Renforcer la sécurité dans nos transports en commun, avec davantage d’agents de prévention et de médiation, ainsi que la montée en puissance de la brigade de sécurisation métropolitaine, constituée de réservistes de l’État, policiers nationaux et gendarmes.
Sécuriser les déplacements de nuit par des mesures innovantes : arrêt de bus à la demande après 21h, déploiement d’un éclairage intelligent et mise en place de cheminements piétonniers éclairés.

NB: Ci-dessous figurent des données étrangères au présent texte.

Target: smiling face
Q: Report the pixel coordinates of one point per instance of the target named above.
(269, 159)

Apporter une réponse rapide aux incivilités en permettant au maire de prononcer des rappels à l’ordre et en développant le travail d’intérêt général dans les services municipaux.
AGIR CONTRE LE NARCOTRAFIC
Le narcotrafic se développe de manière inquiétante dans notre ville, mais il n’est pas trop tard pour agir contre son implantation. Nous engagerons une action coordonnée avec la police nationale, dans la durée et sur toute la ville, pour y mettre un terme. La mise en œuvre d’un Contrat de sécurité intégré (CSI), impliquant la Préfecture, le Procureur de la République et la Ville, permettra de mieux cibler nos actions, en mobilisant au mieux les compétences de chaque acteur.
Nous agirons en particulier pour faire respecter les horaires de fermeture des commerces nocturnes concernés, qui sont sources de nuisances fortes pour les riverain·es.
Développer la justice restaurative et réparatrice en lien avec les associations et les services de l’État.
Multiplier les actions locales de prévention et de tranquillité publique en faisant du Conseil local de sécurité et de prévention de la délinquance (CLSPD), un véritable outil de coordination opérationnelle, associant établissements scolaires, associations, forces de l’ordre et acteurs de terrain.
Renforcer l’efficacité du dispositif de vidéosurveillance par une évaluation menée en lien avec les chercheurs de l’université Jean Monnet, mise au service des actions de la police et de la justice sur le terrain.
Faire de Saint-Étienne la capitale de la formation aux premiers secours en soutenant les structures formatrices et en organisant des événements mobilisateurs.
Développer une sécurité civile municipale, mobilisable en cas de catastrophe, en impliquant les Stéphanois.es à travers une réserve citoyenne.
STOP AUX INCIVILITÉS ROUTIÈRES !
Rodéos urbains, excès de vitesse, feux grillés, conduites dangereuses (voitures, trottinettes…) ou sous l’emprise d’alcool et de stupéfiants : les incivilités routières mettent chaque jour en danger la vie des habitant·es. Pour retrouver une ville apaisée et permettre à chacune et chacun de se déplacer en sécurité et de profiter de l’espace public, nous proposons de :
Déployer des actions de prévention en lien avec les associations œuvrant pour la sécurité routière.
Renforcer les contrôles sur la voie publique par la police municipale, en complémentarité avec la brigade motorisée de la police nationale.
Mener des opérations de contrôle régulières en lien avec la police nationale (vitesse, stupéfiants, alcoolémie, protoxyde d’azote…).